The Climbing CATS strategy is based on a momentum plus value combination.  It starts with reasonably-sized Canadian firms and then focuses in on value stocks.  Call them Cheap And Thrifty Stocks, or CATS, if you will.  But it also looks for firms with strong relative momentum that have Climbed higher in recent times.  Both value and momentum have worked well in the past.

More specifically, when it comes to size we start with a list of about 200 of the largest stocks that trade on the TSX.  We then narrow down the search to stocks that have low-to-moderate price-to-earnings ratios.  Finally, we pick stocks that have fared the best over the last 12 months.

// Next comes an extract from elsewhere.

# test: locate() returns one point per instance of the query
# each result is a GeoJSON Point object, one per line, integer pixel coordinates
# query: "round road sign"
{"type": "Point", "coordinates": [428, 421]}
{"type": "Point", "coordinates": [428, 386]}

The current list of Climbing CATS is shown in the table below.  It represents a starting point for those who want to put some money to work and is best suited for more aggressive and experienced investors.  Investors should aim to hold the CATS for a year.

Climbing CATS


Name Price P/E Dividend Yield Total Return
Tembec (TMB) $4.62 10.50 0.00% 285.0%
Air Canada (AC) $27.92 9.25 0.00% 125.3%
West Fraser Timber (WFT) $75.72 13.06 0.58% 89.2%
IAMGOLD (IMG) $7.79 5.41 0.00% 79.1%
Canfor (CFP) $24.90 13.99 0.00% 75.4%
AGF Management (AGF/B) $8.14 13.57 3.93% 73.0%
Cogeco (CGO) $82.47 11.86 1.65% 69.0%
Transcontinental (TCL/A) $26.65 10.51 3.00% 58.5%
Wajax (WJX) $21.66 14.54 4.62% 58.2%
Martinrea International (MRE) $12.78 7.30 0.94% 55.3%

Source: Bloomberg as of October 11, 2017

Notes

Price: Closing price per share

P/E: Price to Earnings Ratio

Total Return: The total return generated by the stock over the last year

Dividend Yield: Expected-Annual-Dividend divided by Price, expressed as a percentage

As always, do your own due diligence before buying any stock, including those featured here. Make sure its situation hasn’t changed in some important way, read the latest press releases and regulatory filings and take special care with stocks that trade infrequently. Remember, stocks can be risky. So, be careful out there. (Norm may own shares of some, or all, of the stocks mentioned here.)